Eleven years ago, after her father and stepmother were murdered in their home in Sedona, Arizona, Gabrielle Birkner, 34, attended Safe Horizons in a Harlem basement. She was the youngest participant by at least a generation. While Birkner says the support group saved her life, she deeply felt the lack of support of her peers. So few of them had yet experienced the kind of loss she now knew. Last November, Birkner and Rebecca Soffer, 37, started Modern Loss, a website targeted toward younger adults who seek a place to process the complexities of their grief, from miscarriages to the death of a sibling. Soffer lost her mother to a car accident in 2006, followed by the death of her father by heart attack in 2010. She said that at the time of her parents' deaths, her friends responded largely via text message.

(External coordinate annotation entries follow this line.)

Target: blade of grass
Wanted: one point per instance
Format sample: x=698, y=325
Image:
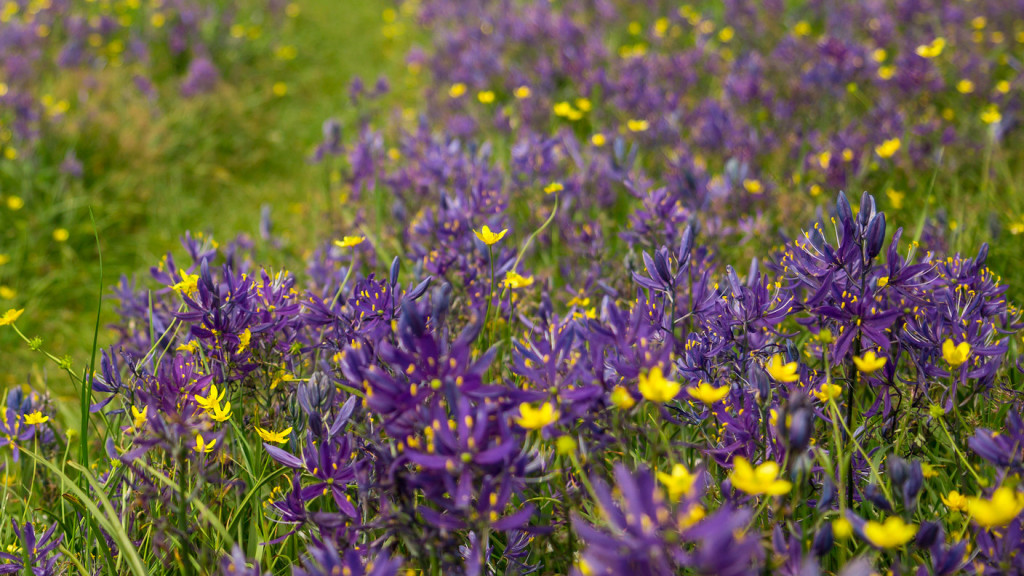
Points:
x=109, y=524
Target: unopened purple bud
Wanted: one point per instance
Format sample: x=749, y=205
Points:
x=823, y=540
x=734, y=284
x=876, y=235
x=928, y=534
x=844, y=210
x=393, y=274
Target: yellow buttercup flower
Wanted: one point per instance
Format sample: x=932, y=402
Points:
x=932, y=49
x=245, y=338
x=10, y=317
x=514, y=281
x=212, y=400
x=349, y=241
x=954, y=355
x=637, y=125
x=965, y=86
x=655, y=387
x=782, y=372
x=869, y=362
x=623, y=399
x=888, y=148
x=828, y=392
x=763, y=480
x=1000, y=509
x=955, y=501
x=893, y=533
x=678, y=483
x=488, y=237
x=708, y=394
x=188, y=285
x=991, y=114
x=457, y=90
x=553, y=188
x=842, y=528
x=139, y=418
x=537, y=418
x=201, y=445
x=270, y=436
x=36, y=418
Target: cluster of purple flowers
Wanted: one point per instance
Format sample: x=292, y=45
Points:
x=564, y=368
x=156, y=43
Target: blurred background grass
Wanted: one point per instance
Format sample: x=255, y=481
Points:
x=207, y=164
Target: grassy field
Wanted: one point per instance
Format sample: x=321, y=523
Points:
x=585, y=288
x=206, y=165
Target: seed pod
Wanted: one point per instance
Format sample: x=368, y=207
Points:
x=844, y=210
x=876, y=236
x=823, y=540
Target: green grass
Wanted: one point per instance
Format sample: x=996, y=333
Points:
x=205, y=165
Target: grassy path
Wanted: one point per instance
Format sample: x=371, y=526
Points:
x=227, y=155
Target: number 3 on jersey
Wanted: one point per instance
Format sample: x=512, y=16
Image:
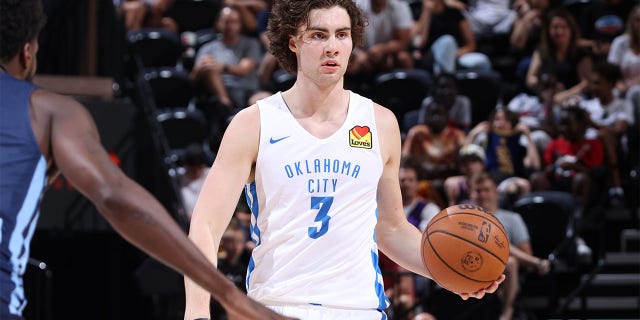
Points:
x=322, y=204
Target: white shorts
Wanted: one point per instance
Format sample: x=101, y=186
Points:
x=313, y=312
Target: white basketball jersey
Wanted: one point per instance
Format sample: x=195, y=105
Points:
x=314, y=211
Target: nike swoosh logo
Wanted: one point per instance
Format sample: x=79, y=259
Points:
x=272, y=140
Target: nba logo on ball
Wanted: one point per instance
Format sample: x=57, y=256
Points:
x=465, y=248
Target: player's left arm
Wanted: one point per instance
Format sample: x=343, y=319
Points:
x=397, y=238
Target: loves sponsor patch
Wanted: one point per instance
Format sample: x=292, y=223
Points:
x=360, y=137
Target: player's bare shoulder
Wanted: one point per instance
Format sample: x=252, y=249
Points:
x=385, y=118
x=388, y=132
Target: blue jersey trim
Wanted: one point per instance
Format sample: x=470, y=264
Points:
x=252, y=199
x=21, y=236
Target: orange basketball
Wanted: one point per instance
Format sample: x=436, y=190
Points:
x=465, y=248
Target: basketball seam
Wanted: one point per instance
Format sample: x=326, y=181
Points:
x=496, y=222
x=463, y=239
x=454, y=270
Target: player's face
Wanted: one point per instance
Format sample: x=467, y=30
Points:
x=323, y=46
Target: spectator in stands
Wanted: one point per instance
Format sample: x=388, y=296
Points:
x=249, y=11
x=471, y=162
x=268, y=64
x=601, y=21
x=559, y=54
x=418, y=210
x=525, y=34
x=387, y=37
x=446, y=92
x=434, y=144
x=490, y=17
x=446, y=40
x=610, y=116
x=571, y=161
x=484, y=193
x=509, y=148
x=538, y=111
x=625, y=52
x=147, y=14
x=226, y=67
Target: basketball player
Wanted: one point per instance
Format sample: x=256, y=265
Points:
x=319, y=165
x=41, y=133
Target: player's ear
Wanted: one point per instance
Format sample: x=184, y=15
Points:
x=27, y=54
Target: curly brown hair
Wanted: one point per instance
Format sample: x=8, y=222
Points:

Expanding the Emotional Range of the Internet
Melissa Lafsky Wall, 35, posted an essay about a miscarriage on Modern Loss entitled, "The Silent Sorrow." Wall said, "The Internet should speak to the parts of life that we all experience, but aren't represented in most media, a large one being grief and loss."

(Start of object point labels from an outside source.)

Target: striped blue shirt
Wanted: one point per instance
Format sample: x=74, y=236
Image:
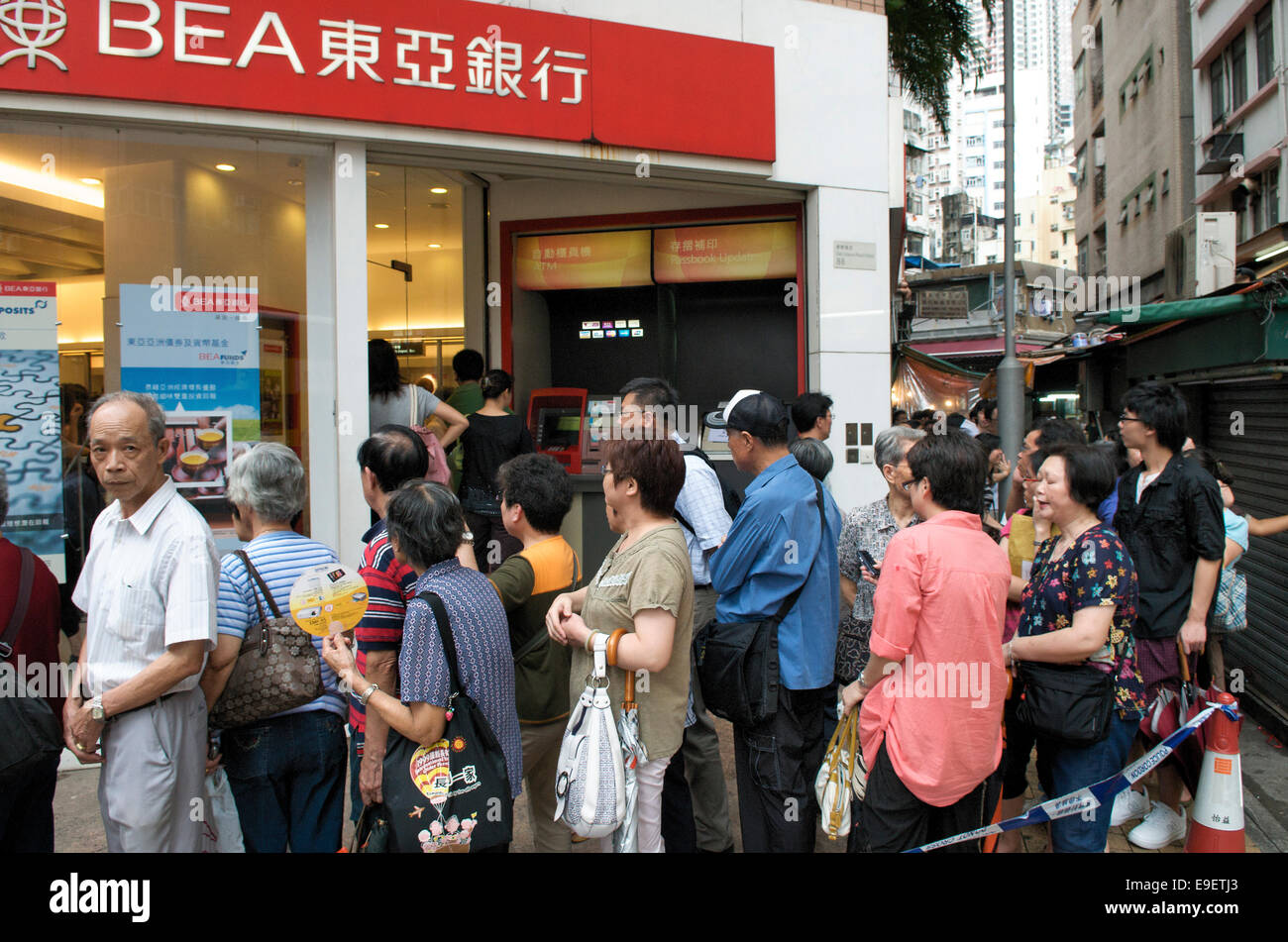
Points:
x=278, y=558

The response to Modern Loss indicates to many people that upcoming generations are eager to find virtual spaces in which they may explore the pain that life can bring, as well as the pleasures.
These days one may find postings that seek to put the conversation about death and bereavement in a public forum. Sources include:
- YouTube
- Memorial sites
A good deal of the information shared is not for the faint of heart. Anonymous sites such as Whisper offer confession-style posts that can be quite graphic in nature.
Internet as Resource
Modern Loss is a curated combination of essays and advice. The founders are careful to keep the site profile from becoming either too flippant or too earnest. Both women acknowledge that humor is essential, however. Some of the very modern topics of discussion may be filed under theater of the absurd, such as how to get Google to quit suggesting you add a deceased person to your contact list.
Music and Mourning
Zoe Feldman experienced deep personal loss when a former girlfriend died in 2012. Feldman continues to process her grief through her site, Lisa Frank Mixtape. In return for essays about loss, Feldman gives the authors a homemade cassette tape of '90s music. Feldman said she sought several different ways to process her pain, but the thing that worked best was hearing stories from her peers about their grief. Feldman said, "One person wrote and said it's like being part of a weird, sad tribe."
Death Awareness
Caitlin Doughty, 29, is a mortician at a Los Angeles funeral home. She also oversees the website, The Order of the Good Death, which engages with subjects relating to mortality. She has a YouTube series, as well, entitled "Ask a Mortician," which has over one million visitors over the past four years. Doughty believes younger generations are willing to talk openly, or at least in a publicly accessible format, about tough subjects like death. Some people wish to underscore the difference, however, between sharing and showing off. One area of controversy is the idea of selfies at a funeral. "Selfies at Funerals " is an actual Tumblr site started by Jason Feifer, 33. Feifer said that while some of the pictures do indeed seem insensitive, others might be pointing toward an emerging method of mourning.
Evolving Social Mores in Social Media
A memorial post on a Facebook site may not be a precise swap for the solace of human contact, but the Internet may offer effective ways to communicate and process loss now and for generations to come. Essays and blogs can offer compassion and connection, and online memorials remain accessible always, from anywhere.